Fans of Young Adult (YA) Literature love their vampires and werewolves
and everything fantastical in between. True, most of the novels have love stories as the larger plot, but it is the adrenaline stuff that keeps the readers hooked. Gayle Forman must have decided that these readers need something with more depth, which is why she wrote If I Stay, a story of a girl in a "battle between fate and self-will" (Thuy On). And like most YA novels, the acceptance of this one, too, will depend on the fate of the movie.
Because, let's face it, the subject matter is a little too heavy to handle. It requires some thinking - unlike other novels in the genre. Which is why the makers of the movie, If I Stay, roped in Chloe Grace Moretz to play the lead, hoping to cash in on her popularity amongst young cine buffs. Not that the book is not already successful. A movie always helps, though.
Mia Hall (Chloe Grace Moretz) is a conventional young girl in many ways. Her life revolves around her parents Kat and Denny (Mireille Enos and Joshua Leonard), her younger brother Teddy (Jakob Davies), her best friend Kim Schein (Liana Liberato), and, most importantly, her music. Mia is an accomplished cello player, even though she is still in High School.
Needless to say, her affinity for classical music makes her a bit of a freak in school. She is not enamoured of rock and roll or other popular music, and often feels out of place in social gatherings with people her age. She used to have a boyfriend, Adam Wilde (Jamie Blackley), but they separated. In fact, the very reason that brought them together - he was fascinated with her talent - rips them apart when she applies to the Juilliard School of Performing Arts. Adam, who is slightly older than Mia, is the lead guitarist and vocalist of a band named Shooting Star, and his hectic schedule anyway does not give the couple much time together.
When school is cancelled one day, Mia and her family decide to drive out to her grandparents' farm. Unfortunately, their car crashes into a truck on the highway. When the paramedics arrive and Mia tries to speak with them, she realises that they cannot hear her. She is aware of what is happening to her, but her physical body is unresponsive to external stimuli. After a surgery, she is still unconscious, but her spirit is very much around. Her grandfather then tells her things about her family that she did not know, and also tells her that she must decide whether to give in to death, or to come back to a life that will be forever changed.

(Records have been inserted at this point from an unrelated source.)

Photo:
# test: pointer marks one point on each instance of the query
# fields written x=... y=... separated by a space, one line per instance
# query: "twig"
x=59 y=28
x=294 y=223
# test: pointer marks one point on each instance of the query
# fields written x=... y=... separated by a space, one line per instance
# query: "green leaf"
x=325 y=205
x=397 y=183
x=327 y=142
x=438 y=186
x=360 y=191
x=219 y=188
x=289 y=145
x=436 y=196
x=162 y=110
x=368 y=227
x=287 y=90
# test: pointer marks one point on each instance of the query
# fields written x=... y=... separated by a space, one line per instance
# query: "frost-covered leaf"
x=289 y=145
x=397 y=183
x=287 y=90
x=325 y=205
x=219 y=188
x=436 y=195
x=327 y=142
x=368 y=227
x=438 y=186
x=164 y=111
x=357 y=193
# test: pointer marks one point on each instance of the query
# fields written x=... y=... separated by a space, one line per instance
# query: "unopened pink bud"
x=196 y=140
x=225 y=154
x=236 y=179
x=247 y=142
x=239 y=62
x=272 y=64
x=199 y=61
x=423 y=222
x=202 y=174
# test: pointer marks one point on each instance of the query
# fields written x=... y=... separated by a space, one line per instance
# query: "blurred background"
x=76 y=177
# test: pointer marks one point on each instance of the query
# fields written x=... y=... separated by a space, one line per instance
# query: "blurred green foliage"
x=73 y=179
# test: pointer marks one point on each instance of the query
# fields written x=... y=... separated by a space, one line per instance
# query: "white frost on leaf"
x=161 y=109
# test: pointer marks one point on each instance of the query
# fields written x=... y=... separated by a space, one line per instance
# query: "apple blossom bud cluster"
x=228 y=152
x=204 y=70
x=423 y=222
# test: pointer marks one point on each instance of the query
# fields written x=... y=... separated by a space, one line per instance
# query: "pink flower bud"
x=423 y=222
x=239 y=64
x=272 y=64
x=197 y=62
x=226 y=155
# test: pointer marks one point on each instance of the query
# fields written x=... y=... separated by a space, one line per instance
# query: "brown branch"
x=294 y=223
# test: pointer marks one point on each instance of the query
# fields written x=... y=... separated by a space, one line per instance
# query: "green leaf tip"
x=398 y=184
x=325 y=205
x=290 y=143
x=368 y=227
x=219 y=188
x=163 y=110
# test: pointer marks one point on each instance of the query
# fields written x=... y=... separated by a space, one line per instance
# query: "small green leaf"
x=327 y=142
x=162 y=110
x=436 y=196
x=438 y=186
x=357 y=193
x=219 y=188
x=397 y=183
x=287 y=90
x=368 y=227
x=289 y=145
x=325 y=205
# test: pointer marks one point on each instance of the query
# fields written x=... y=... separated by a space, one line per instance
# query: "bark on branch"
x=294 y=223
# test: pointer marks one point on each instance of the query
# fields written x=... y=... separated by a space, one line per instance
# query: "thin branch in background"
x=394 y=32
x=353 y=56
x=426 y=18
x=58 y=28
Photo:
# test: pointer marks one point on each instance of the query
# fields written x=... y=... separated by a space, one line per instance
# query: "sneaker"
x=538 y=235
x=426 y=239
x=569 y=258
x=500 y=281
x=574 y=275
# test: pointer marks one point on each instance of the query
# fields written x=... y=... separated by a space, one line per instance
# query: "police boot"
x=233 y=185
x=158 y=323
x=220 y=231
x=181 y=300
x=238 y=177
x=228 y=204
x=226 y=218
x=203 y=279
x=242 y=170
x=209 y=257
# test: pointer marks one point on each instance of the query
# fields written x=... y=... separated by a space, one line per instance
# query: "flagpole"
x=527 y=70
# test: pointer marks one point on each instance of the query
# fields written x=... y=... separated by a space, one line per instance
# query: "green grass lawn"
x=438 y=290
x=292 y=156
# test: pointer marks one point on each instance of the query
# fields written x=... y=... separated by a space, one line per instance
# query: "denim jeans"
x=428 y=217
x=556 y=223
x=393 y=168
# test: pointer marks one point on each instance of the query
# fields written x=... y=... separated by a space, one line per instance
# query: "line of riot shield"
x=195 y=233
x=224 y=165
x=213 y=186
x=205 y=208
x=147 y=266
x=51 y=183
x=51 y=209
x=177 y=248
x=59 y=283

Gayle Forman writes well, so when you read the book, you may become engrossed in this dilemma that Mia finds herself in. When the same words are made visually visible to you on a big screen, it is a different story. The movie remains faithful to the book, and that is not always the best way to approach the retelling of a story. Mia's story is all about self-realisation, nostalgia, acceptance and other such concepts, and to have the actor express the deep emotion throughout is not easy. The use of flashback as a device helps to separate the monotonous hospital scenes from the happier family life ones, and is useful to show contrast, but again, Mia is the same quiet girl in both scenarios, so there is not much to compare and contrast with.
Basically, the drama is missing. Yes, it is all emotional and makes you want to reflect on the choices you have made as a youngster, but that may not be what young audiences, used to fast-paced action and violence, are looking for. You may find yourself shifting restlessly in your seat, because the cloying nostalgic scenes may become too much. There is enough repetition of the same, and it makes the screenplay both dull and predictable. In short, the entire script is rather flat, and you will not find yourself rooting for any of the characters.
The only spark here is Chloe Grace Moretz, but even she cannot breathe life into an otherwise depressing film. She sticks to a few basic expressions throughout, almost as if her heart is not in it, much like the character, actually. Her talent, however, is obvious, even in this limited scheme of things.
Jamie Blackley is a good-looking young boy, and this alone may contribute to a teenage fan following, but he has his limitations as a young actor, especially in this movie. Stacy Keach is wasted, with a few monologues here and there. The other actors are decent, but nothing to write home about.
The production design is, on an average, effective, but since there are limited spaces that the movie is shot in, that is not saying much. More attention is paid to the not-so-obvious visual effects, and they may distract you from the yawn-fest unfolding on the screen. The costume design is normal, and is not likely to spin new trends. The camera work is patchy in parts, as is the editing.
The best thing about If I Stay is the music. The way the music is arranged in the film may seem a little clichéd, but the range is exciting. With a score going from classical to rock, this is one of the few movies that pays more attention to the background score than it does to a structure in the screenplay. Keep an ear out for some great cello pieces.
The book is better than the movie, as it almost always is. However, the movie is a replica of the book visually, almost, and does not have the same effect. Not all written words are suitable for visual representation, you realize, but you also wish the makers were a little more adventurous with their film.
Avoid this one, unless you are in the mood for some cello.